Le case “infestate” di Hong Kong
Si chiamano hongza, sono migliaia e sono elencate in liste gestite da siti misteriosi: finirci dentro ne distrugge il valore, racconta CNN
Ad Hong Kong è un fenomeno molto conosciuto: se in una casa avviene una morte violenta, il suo valore commerciale può scendere fino al 30% o addirittura al 40%. Nella superstizione locale, la morte “contamina” la casa e la sfortuna può colpire chiunque ci si trasferisca. In cantonese si dice che la casa diventa hongza, una casa dove sono avvenute delle calamità. O più semplicemente, una casa infestata.

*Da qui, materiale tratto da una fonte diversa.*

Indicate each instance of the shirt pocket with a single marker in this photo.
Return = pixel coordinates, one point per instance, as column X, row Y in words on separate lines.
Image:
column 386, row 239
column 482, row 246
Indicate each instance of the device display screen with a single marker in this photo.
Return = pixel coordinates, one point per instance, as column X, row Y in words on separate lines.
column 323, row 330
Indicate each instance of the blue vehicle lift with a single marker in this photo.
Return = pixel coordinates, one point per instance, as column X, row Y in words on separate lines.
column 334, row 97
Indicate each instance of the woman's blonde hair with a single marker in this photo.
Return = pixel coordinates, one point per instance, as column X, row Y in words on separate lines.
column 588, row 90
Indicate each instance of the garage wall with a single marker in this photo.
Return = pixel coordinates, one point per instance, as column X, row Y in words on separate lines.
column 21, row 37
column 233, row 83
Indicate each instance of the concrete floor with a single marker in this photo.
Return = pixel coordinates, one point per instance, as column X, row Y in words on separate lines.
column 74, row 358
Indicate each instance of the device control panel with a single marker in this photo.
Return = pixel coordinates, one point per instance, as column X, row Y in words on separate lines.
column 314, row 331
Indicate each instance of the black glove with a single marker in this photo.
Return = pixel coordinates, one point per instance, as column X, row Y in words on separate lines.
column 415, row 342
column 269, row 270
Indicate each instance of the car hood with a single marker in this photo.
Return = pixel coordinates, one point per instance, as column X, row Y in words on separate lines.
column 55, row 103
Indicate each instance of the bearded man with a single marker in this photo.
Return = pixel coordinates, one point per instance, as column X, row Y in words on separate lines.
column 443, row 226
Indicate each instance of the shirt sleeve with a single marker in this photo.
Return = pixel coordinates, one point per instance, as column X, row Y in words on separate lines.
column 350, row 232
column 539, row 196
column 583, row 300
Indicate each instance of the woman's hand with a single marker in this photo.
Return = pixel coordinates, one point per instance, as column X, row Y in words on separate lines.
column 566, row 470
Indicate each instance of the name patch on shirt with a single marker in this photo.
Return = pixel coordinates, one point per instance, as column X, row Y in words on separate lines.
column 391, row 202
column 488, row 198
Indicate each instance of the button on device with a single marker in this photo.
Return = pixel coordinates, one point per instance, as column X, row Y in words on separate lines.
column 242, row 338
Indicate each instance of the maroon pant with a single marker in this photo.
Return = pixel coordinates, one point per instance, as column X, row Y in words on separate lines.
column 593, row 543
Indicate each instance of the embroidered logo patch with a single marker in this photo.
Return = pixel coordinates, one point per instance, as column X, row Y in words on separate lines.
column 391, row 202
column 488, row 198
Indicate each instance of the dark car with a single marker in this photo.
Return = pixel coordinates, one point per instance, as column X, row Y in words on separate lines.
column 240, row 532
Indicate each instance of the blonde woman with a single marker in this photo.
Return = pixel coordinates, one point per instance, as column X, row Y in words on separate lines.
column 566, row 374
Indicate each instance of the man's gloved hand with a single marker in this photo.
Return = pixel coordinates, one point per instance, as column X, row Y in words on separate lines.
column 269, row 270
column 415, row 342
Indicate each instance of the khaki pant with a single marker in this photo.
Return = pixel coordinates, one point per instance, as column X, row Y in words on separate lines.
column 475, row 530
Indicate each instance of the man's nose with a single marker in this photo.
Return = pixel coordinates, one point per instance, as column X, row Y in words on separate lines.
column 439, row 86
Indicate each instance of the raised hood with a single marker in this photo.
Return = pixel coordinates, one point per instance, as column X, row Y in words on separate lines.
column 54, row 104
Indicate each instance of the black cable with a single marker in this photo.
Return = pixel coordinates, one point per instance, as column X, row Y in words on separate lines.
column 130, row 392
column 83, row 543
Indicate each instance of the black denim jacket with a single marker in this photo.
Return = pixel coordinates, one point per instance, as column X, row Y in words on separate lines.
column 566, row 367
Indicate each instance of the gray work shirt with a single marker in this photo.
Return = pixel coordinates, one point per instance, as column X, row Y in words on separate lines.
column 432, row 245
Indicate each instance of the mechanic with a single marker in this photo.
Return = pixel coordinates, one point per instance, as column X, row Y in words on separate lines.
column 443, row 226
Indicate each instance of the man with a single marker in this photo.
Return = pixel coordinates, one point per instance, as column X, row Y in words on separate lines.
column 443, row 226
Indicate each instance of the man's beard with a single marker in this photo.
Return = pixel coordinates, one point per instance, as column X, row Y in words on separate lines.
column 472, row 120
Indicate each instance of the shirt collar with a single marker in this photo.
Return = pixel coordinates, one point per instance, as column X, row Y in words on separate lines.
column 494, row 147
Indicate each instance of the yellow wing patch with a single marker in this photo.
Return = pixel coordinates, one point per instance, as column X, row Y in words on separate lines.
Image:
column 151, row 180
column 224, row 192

A seconda dell’episodio che vi è avvenuto, una morte naturale, un suicidio o un assassinio particolarmente macabro, la casa può diventare più o meno hongza e questo influisce direttamente sul prezzo. Si tratta di un fenomeno comune a molte culture: eventi particolarmente negativi, nella credenza popolare, contaminano i luoghi dove sono stati compiuti. Anche in Occidente una casa dove sia avvenuto un fatto di cronaca nera può essere difficile da vendere per un agente immobiliare, ma il fenomeno non ha nemmeno lontanamente la diffusione che ha ad Hong Kong, come racconta CNN.
Ad Hong Kong, la maledizione dell’hongza non resta confinata alla casa o all’appartamento dove è stato commesso il fatto: si diffonde, a volte colpendo tutto il vicinato. Esistono diversi siti che contengono interi elenchi di case hongza. Tutte le case e gli appartamenti inseriti in questi elenchi vedono precipitare il loro valore, anche perché gli abitanti di Hong Kong sono piuttosto attenti a verificarli prima di procedere a un acquisto.

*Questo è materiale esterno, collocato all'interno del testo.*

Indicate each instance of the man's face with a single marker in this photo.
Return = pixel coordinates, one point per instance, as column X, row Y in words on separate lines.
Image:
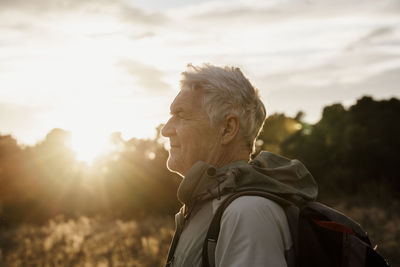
column 191, row 136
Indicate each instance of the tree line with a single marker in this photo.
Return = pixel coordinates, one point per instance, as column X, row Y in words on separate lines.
column 352, row 153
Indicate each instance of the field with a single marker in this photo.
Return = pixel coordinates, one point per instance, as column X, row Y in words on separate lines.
column 90, row 242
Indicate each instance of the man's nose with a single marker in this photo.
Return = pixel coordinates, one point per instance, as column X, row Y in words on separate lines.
column 168, row 129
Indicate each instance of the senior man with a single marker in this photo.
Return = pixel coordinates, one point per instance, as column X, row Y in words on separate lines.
column 215, row 120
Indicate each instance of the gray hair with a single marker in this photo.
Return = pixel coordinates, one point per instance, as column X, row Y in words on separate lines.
column 227, row 91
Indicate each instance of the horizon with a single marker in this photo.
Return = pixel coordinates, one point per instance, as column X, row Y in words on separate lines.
column 97, row 68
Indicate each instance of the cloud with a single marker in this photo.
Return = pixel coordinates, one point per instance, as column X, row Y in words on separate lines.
column 312, row 99
column 146, row 76
column 39, row 9
column 289, row 10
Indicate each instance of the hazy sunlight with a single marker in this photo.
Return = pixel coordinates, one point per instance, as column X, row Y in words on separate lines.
column 89, row 145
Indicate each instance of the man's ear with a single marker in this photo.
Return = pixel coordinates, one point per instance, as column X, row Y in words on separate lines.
column 230, row 129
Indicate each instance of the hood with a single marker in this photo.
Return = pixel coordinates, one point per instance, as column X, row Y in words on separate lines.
column 269, row 172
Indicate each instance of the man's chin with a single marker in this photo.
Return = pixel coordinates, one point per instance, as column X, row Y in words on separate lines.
column 172, row 166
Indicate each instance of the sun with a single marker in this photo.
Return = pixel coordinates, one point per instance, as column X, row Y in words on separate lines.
column 88, row 146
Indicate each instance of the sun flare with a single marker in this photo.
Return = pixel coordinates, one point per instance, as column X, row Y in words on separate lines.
column 88, row 147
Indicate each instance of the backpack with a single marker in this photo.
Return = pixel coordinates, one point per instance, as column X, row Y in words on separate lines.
column 321, row 236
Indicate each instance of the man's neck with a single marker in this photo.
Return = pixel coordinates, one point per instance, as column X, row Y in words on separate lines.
column 229, row 155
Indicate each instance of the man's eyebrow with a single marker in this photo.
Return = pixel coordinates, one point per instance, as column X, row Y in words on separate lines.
column 176, row 110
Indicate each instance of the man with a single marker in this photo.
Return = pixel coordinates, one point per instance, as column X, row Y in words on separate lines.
column 215, row 120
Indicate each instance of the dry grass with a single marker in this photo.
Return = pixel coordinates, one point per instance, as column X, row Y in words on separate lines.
column 382, row 226
column 89, row 242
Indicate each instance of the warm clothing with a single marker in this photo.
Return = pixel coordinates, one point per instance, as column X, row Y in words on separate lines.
column 254, row 230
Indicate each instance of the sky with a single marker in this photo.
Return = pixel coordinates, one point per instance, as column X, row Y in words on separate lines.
column 94, row 67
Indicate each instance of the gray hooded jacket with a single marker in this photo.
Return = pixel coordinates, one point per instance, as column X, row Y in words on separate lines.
column 254, row 230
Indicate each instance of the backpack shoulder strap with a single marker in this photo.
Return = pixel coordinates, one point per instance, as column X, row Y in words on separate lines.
column 210, row 242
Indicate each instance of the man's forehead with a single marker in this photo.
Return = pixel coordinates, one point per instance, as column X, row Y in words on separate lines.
column 186, row 100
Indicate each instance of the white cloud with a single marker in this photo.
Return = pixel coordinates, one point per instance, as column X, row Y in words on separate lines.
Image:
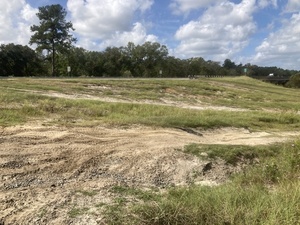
column 265, row 3
column 292, row 6
column 282, row 47
column 220, row 32
column 15, row 19
column 137, row 35
column 185, row 6
column 101, row 20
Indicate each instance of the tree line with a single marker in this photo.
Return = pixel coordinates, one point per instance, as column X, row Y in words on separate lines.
column 146, row 60
column 55, row 55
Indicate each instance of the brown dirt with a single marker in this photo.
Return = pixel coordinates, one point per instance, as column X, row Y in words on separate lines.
column 44, row 170
column 48, row 172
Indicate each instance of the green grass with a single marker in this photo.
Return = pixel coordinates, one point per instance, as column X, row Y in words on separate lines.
column 266, row 193
column 21, row 107
column 232, row 154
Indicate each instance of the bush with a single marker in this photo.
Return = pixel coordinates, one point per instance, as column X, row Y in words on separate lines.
column 294, row 81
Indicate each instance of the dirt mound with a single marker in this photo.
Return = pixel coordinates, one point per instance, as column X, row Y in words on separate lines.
column 44, row 171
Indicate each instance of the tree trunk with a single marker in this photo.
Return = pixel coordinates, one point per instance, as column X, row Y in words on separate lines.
column 53, row 60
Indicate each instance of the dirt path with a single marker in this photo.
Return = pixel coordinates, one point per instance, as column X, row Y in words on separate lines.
column 45, row 171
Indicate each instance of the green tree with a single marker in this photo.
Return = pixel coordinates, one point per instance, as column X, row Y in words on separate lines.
column 18, row 60
column 294, row 81
column 53, row 32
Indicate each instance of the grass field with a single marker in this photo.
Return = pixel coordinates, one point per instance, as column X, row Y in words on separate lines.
column 268, row 190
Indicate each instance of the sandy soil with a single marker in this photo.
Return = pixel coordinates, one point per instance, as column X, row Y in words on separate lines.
column 44, row 170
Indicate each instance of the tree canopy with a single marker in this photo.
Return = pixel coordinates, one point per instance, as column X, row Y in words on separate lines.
column 53, row 32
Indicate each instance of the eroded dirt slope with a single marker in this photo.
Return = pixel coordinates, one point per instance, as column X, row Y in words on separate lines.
column 45, row 169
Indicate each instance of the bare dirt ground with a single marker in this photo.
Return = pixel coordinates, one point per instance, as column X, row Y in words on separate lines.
column 49, row 173
column 46, row 169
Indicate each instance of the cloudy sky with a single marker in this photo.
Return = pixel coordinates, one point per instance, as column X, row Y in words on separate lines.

Spesso però, quando la stampa pubblica la notizia di un suicidio o di un omicidio, non dà informazioni precise su dove è avvenuto. A volte viene indicato il piano, a volte soltanto l’indirizzo del palazzo. In quei casi tutto il piano, o addirittura tutto lo stabile, diventano hongza. Hong Kong ha una delle densità abitative più alte al mondo – 6.500 abitanti per chilometro quadrato, trenta volte quella italiana. Parecchi dei suoi palazzi e condomini sono enormi. Basta un suicidio avvenuto in un appartamento non specificato e può capitare che centinaia, migliaia di appartamenti vedano precipitare il loro valore in pochi giorni.
Questo rende il mercato di Hong Kong, che è uno dei più instabili (“volatili”, con termine tecnico) dell’Asia, un luogo ancora più pericoloso dove investire. La situazione è resa ancora più difficile dal fatto che la giurisprudenza locale ha incoraggiato questa superstizione: nel 2004 una decisione di un tribunale ha obbligato gli agenti immobiliari a tenere registri delle proprietà hongza e a informare i loro clienti della storia violenta che hanno avuto le case di cui stanno discutendo l’acquisto.
La decisione arrivò in seguito a un caso in cui un acquirente denunciò un’importante agenzia immobiliare locale per non averlo avvertito che stava per acquistare una casa hongza. Il tribunale condannò l’agenzia a pagare circa 30 mila euro per aver fallito «nell’ottenere informazioni relative all’immobile».
Le agenzie immobiliari non possono tenere traccia di tutti i casi di cronaca, passati e presenti, e dei luoghi in cui sono avvenuti. Sono costrette ad appoggiarsi a database come Squarefoot e hk-compass.com, che vende l’accesso ai suoi database per poco più di 30 euro l’anno. Non si sa chi sia il proprietario né chi gestisca molti di questi siti. Non rispondono a nessuna autorità e a nessun regolamento: nessuno conosce sulla base di quali criteri un appartamento, o un intero palazzo, finiscono nella lista delle hongza.
Il numero delle hongza non è stimabile, ma in un solo sito sono registrate più di 3.500 proprietà ed è possibile che sommando tutti i database si arrivi a parecchie volte questa cifra. Nonostante questa fama sinistra, Hong Kong è uno dei luoghi con il più basso numero di omicidi l’anno al mondo: 0,2 ogni 100 mila abitanti nel 2011, un quinto del tasso italiano e un ventesimo di quello americano. Il tasso di suicidi, dopo un picco negli anni passati, è tornato alla media (più o meno in linea con quella mondiale) di 14 l’anno ogni 100 mila abitanti – più del doppio del tasso italiano, ma lontano dal record di 30 suicidi ogni 100 mila abitanti della Corea del Sud e di 22 ogni 100 mila abitanti della Cina continentale.